Every year I take out a dustbin full of wheat to use for bread making through the year. This year my wheat came from Grove Field, which you can see being harvested in the slideshow.
When I need flour, the wheat is tipped into the little grain mill, ear protection donned (the mill is rather noisy since my sister took it apart to show a class of primary school children how it worked), the electric motor turned on and …
… the wheat is transformed into flour. The original wheat is on the left and the milled flour in the middle. Most of the time I use the flour as it comes from the mill, but sometimes (as in the right of the photo) I sieve out the bran so that I have a slightly whiter and lighter flour.
The first batch of bread baked with the new season’s wheat is always a bit of an experiment. The quality of wheat varies from year to year and there’s always a chance that the wheat will produce a brick instead of a loaf. Most years I can use 100% home grown flour, though the loaves can be a bit dense with a slightly crumbly texture and somehow just a little worthy and righteous, so after a couple of weeks of chewing our way through these loaves, I relent and mix in commercial strong white flour to lighten the loaves a little and make them easier to slice.

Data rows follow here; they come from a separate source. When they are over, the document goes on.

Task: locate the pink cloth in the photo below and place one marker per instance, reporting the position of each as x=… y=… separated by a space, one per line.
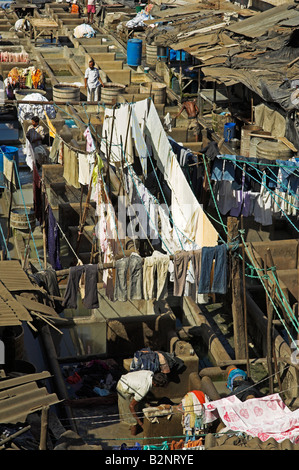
x=264 y=417
x=90 y=147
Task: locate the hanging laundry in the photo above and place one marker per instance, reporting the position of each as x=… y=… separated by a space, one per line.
x=117 y=135
x=90 y=299
x=219 y=284
x=145 y=359
x=37 y=195
x=193 y=413
x=71 y=167
x=53 y=156
x=52 y=130
x=131 y=288
x=139 y=142
x=9 y=170
x=155 y=271
x=264 y=418
x=53 y=240
x=180 y=262
x=90 y=146
x=106 y=231
x=84 y=169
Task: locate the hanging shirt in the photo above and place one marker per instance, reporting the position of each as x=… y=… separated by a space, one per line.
x=92 y=76
x=90 y=147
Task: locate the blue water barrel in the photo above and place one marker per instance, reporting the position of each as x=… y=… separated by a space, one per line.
x=229 y=131
x=134 y=52
x=10 y=153
x=162 y=53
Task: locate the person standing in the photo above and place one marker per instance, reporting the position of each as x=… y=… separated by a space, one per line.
x=92 y=81
x=91 y=9
x=132 y=389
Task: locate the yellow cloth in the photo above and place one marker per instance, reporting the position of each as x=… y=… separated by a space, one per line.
x=8 y=170
x=71 y=167
x=52 y=130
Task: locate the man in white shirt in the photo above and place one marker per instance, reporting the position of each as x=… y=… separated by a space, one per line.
x=91 y=9
x=92 y=81
x=131 y=389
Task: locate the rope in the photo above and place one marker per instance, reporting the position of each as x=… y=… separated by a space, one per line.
x=266 y=290
x=3 y=237
x=20 y=186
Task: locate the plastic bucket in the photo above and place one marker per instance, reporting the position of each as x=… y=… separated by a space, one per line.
x=162 y=53
x=140 y=7
x=134 y=52
x=10 y=153
x=229 y=131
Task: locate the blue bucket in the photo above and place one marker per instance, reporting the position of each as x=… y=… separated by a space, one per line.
x=134 y=52
x=10 y=153
x=229 y=131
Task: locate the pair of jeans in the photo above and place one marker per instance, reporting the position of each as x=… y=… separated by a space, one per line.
x=134 y=266
x=219 y=285
x=223 y=170
x=155 y=268
x=180 y=265
x=93 y=93
x=91 y=292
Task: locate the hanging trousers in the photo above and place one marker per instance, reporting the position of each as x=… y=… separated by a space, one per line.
x=155 y=268
x=91 y=293
x=219 y=285
x=133 y=266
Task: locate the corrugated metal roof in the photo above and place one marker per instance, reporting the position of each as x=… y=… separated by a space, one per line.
x=23 y=396
x=257 y=25
x=11 y=311
x=14 y=277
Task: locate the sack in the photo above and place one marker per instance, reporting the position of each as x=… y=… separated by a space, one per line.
x=75 y=9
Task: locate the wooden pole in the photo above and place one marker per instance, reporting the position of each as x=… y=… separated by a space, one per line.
x=10 y=200
x=237 y=307
x=269 y=326
x=245 y=303
x=44 y=222
x=44 y=428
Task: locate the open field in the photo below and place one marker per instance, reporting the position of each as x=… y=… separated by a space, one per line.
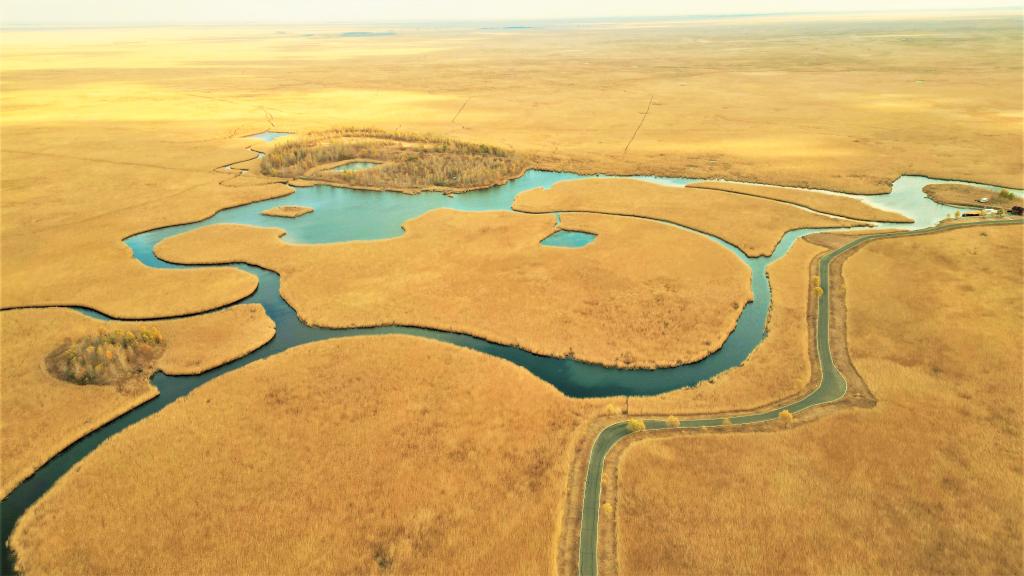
x=779 y=368
x=165 y=107
x=641 y=294
x=753 y=224
x=41 y=414
x=829 y=204
x=928 y=481
x=406 y=162
x=393 y=460
x=288 y=211
x=967 y=195
x=402 y=456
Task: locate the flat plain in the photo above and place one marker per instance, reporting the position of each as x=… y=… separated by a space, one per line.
x=41 y=414
x=928 y=481
x=486 y=274
x=395 y=458
x=110 y=132
x=755 y=225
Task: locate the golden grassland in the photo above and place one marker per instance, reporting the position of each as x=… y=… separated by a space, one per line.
x=641 y=294
x=967 y=195
x=288 y=211
x=407 y=162
x=372 y=454
x=827 y=203
x=109 y=132
x=927 y=482
x=781 y=365
x=41 y=414
x=753 y=224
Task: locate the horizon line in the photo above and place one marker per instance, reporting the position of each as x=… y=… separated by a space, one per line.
x=517 y=19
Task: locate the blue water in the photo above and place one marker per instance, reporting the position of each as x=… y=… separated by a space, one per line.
x=568 y=239
x=345 y=215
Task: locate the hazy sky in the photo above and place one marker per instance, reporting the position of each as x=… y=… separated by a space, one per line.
x=217 y=11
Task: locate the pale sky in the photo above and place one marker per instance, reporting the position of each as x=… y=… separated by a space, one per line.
x=85 y=12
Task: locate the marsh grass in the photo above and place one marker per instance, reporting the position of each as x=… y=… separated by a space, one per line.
x=408 y=161
x=927 y=482
x=110 y=357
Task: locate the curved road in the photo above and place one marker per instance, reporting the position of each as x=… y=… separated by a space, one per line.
x=832 y=387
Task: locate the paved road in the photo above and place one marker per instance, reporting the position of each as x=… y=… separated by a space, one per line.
x=832 y=387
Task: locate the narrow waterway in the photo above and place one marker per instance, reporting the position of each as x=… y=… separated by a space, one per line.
x=344 y=215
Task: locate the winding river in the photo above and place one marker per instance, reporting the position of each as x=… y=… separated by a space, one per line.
x=343 y=215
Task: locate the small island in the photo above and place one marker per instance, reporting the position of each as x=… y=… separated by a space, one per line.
x=287 y=211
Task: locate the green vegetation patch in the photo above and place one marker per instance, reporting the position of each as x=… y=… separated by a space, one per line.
x=408 y=162
x=107 y=358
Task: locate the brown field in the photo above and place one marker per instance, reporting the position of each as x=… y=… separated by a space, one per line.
x=779 y=368
x=41 y=414
x=166 y=107
x=394 y=460
x=967 y=195
x=927 y=482
x=109 y=132
x=753 y=224
x=641 y=294
x=407 y=162
x=288 y=211
x=836 y=205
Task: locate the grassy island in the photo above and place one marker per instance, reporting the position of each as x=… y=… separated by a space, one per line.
x=407 y=162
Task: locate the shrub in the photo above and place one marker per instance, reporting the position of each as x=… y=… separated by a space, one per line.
x=109 y=357
x=407 y=161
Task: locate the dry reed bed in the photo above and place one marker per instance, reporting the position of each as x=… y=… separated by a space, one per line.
x=827 y=203
x=642 y=294
x=288 y=211
x=780 y=366
x=374 y=454
x=408 y=162
x=41 y=414
x=753 y=224
x=967 y=195
x=927 y=482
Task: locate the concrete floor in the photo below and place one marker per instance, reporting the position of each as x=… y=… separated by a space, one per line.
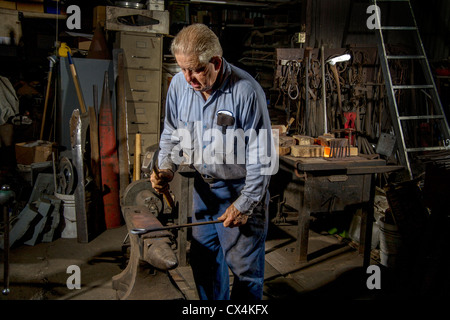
x=40 y=272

As you may have guessed, the loaf on the left is made with 100% home grown, home milled flour and the loaf on the right – yes, the slightly more risen, less brick-like loaf – was made with just under 40% commercial strong white flour. But they both smell and taste of harvest and sunshine. What could be better than a slice of this, spread with a
little generous helping of butter?*
* My family would say white bread and butter.